If you had to hazard a guess, which would you say is worse for our health: Alcohol use, or marijuana use? If you said marijuana use, I have bad news for you — you're wrong: According to new research published in the journal Addiction, regular alcohol use is worse for us than marijuana use is. (Then again, maybe that's actually good news for you, depending on how you feel about marijuana use more generally.) The research comes to us out of the University of Colorado Boulder’s Department of Psychology and Neuroscience — and honestly, that’s probably even less of a surprise than the actual results of the study are: Colorado legalized recreational marijuana use in 2012 with the passage of Amendment 64. I see what you did there, Colorado.
Previous research that has attempted to examine how cannabis use does or doesn’t affect the brain has been somewhat inconsistent in its results, according to Medical News Today. “When you look at these studies going back years, you see that one study will report that marijuana use is related to a reduction in the volume of the hippocampus. The next study then comes around, and they say that marijuana use is related to changes in the cerebellum,” said study co-author Kent Hutchison to the outlet. “The point is that there’s no consistency across all of these studies in terms of the actual brain structures.”
So, the researchers, led by Rachel Thayer, aimed to fill the holes in our knowledge by looking at existing brain imaging data in a new way: They examined the associations between marijuana use and both gray matter, which is mostly located on the surface of the brain and helps our neurons get the nutrients and energy they need to function, and white matter, which is located deeper in the brain and helps those neurons communicate — and they compared those associations with the associations between our gray and white matter and another substance about which we know quite a lot — booze.
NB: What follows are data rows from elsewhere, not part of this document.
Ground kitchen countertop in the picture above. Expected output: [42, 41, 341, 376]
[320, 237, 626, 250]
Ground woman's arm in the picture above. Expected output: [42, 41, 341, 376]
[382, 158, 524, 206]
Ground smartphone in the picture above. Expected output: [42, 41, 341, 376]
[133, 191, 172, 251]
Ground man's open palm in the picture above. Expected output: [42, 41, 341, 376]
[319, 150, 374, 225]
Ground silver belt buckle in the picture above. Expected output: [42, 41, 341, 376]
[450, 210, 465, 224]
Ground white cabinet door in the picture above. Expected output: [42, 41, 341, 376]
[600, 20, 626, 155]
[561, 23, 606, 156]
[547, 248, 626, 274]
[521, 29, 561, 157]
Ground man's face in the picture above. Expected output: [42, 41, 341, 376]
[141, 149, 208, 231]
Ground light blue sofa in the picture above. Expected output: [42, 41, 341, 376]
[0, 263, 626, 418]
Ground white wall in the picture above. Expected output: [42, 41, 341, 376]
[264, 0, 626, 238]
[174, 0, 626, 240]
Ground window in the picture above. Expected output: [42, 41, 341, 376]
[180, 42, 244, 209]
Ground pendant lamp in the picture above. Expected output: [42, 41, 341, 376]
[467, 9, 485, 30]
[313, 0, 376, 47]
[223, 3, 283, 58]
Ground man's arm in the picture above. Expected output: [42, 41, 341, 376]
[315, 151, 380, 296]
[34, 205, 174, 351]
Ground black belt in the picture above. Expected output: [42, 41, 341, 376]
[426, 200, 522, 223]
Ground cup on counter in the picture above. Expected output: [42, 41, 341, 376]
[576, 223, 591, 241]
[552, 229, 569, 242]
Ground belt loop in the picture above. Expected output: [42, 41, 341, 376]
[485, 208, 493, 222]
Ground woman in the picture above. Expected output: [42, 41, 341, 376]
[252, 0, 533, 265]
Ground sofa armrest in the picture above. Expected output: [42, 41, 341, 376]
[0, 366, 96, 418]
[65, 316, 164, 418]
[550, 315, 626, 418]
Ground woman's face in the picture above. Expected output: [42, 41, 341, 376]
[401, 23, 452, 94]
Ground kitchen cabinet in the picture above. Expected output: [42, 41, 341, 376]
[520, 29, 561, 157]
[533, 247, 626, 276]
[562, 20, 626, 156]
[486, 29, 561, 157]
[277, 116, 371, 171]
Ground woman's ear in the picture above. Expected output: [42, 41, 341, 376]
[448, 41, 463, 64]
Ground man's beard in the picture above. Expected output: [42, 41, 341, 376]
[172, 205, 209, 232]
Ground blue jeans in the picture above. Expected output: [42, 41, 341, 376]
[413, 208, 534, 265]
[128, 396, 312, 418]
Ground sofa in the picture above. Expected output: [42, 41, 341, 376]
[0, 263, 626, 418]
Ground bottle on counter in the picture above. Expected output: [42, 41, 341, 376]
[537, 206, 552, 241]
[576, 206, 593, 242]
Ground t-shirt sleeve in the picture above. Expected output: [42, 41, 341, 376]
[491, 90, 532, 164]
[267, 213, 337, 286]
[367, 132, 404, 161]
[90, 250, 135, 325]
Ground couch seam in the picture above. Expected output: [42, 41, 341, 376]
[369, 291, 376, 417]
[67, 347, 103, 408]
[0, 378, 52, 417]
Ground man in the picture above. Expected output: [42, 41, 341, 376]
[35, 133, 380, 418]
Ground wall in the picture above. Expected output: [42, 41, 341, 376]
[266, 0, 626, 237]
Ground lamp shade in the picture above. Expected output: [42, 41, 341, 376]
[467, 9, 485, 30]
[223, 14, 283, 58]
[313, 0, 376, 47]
Specifically, the study aimed to examine the relationship between alcohol use and gray matter volume, alcohol use and white matter integrity, cannabis use and gray matter, and cannabis use and white matter integrity among both teens and adults. Accordingly, the data pool included 853 adults between the ages of 18 and 55 years old and 429 teens between the ages of 14 and 18 who exhibited a range of habits when it came to alcohol and marijuana use. And hey, guess what? The researchers found that there was a strong association between gray matter volume and alcohol use in adults, as well as a lesser but still significant one between gray matter volume and alcohol use in teenagers. Additionally, high alcohol use showed an association with poorer white matter integrity in adults, although the same wasn’t true for teens. And here’s the kicker: There was no association between either gray matter volume or white matter integrity and cannabis use over the past 30 days in either adults or teens.
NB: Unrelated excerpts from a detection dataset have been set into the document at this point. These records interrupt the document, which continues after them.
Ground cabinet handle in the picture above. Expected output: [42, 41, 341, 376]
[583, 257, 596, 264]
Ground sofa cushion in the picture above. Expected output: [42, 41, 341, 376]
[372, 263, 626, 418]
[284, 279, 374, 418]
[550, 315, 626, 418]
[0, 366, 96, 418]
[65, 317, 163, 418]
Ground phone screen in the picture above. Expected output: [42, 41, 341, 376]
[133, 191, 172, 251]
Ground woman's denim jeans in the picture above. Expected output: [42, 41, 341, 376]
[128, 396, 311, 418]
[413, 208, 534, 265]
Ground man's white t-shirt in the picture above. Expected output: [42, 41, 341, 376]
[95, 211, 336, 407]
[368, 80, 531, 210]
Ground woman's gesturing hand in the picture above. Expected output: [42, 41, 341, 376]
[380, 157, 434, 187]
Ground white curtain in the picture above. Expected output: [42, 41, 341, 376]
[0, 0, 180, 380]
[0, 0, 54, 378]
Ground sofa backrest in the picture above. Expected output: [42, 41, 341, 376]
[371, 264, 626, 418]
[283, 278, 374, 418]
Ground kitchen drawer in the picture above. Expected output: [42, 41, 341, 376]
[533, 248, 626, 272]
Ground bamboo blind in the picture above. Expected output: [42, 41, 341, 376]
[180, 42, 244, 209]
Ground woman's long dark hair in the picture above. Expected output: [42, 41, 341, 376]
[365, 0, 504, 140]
It’s right there in black — or gray — and white: Alcohol use correlates with a loss of both volume and integrity of the two types of matter, which the researchers note can result in your brain have a much harder time functioning. Marijuana use, however, does not have this same correlation.
Interestingly, another recent study published by a different set of researchers in the journal Preventive Medicine examined how we perceive alcohol use versus marijuana use in terms of how good or bad they are for us — and it seems that a lot of us already know that alcohol probably causes more damage than cannabis does. Just over half of the respondents (52.5 percent) said that they thought alcohol is worse for us than marijuana, while only 7.5 percent said they believed the opposite. Even more interestingly, younger people were much, much more likely to say that alcohol was worse for our health
There were splits along party lines, too — 57.9 percent of Democrats,56.3 percent of Independents, and 61.5 percent of people who said they had no political affiliation said they thought alcohol was worse for us than marijuana. However, only 30.7 percent of Republicans said the same — which it probably to be expected, given that the current administration has recently taken steps that stand to put a serious roadblock in the way of the movement to legalize marijuana: In January of 2018, Attorney General Jeff Sessions reversed a policy set during the Obama era that allowed states to enforce their own marijuana laws. “In the controlled Substances Act, Congress has generally established significant penalties for these crimes. … These statues reflect Congress’ determination that marijuana is a dangerous drug and that marijuana activity is a serious crime,” read the memo that announced the reversal. “Previous nationwide guidance specific to marijuana enforcement is unnecessary and is rescinded, effective immediately."
A lot of the fear surrounding marijuana comes from the idea that it’s a “gateway drug” — although for what it’s worth, the literature doesn’t actually support this idea. Indeed, a previous study from 2016 actually found that it's more of an "exit drug" than anything else. And, as Vox pointed out in their big picture look at the research, “There is no good causal evidence for the gateway hypothesis. There is some weak correlation evidence, but it can be easily supported with an entirely different idea — drug users tend to start with more accessible drugs — over the gateway hypothesis.” Correlation is not causation, and although using any kind of substance does come with some “dangers,” the “gateway effect” isn’t one of them when it comes to marijuana.
And, apparently, neither is harm to one’s brain, as the University of Colorado Boulder’s research confirms. In light of both the growing body of research about cannabis and our country’s own history, I can’t help but wonder if, one day, we’ll look back at the times when legislation outlawed marijuana the same way we look at the Prohibition era now: As weird, draconian blips that make absolutely no sense. Only time will tell, I guess. But it’s curious to think about all the same.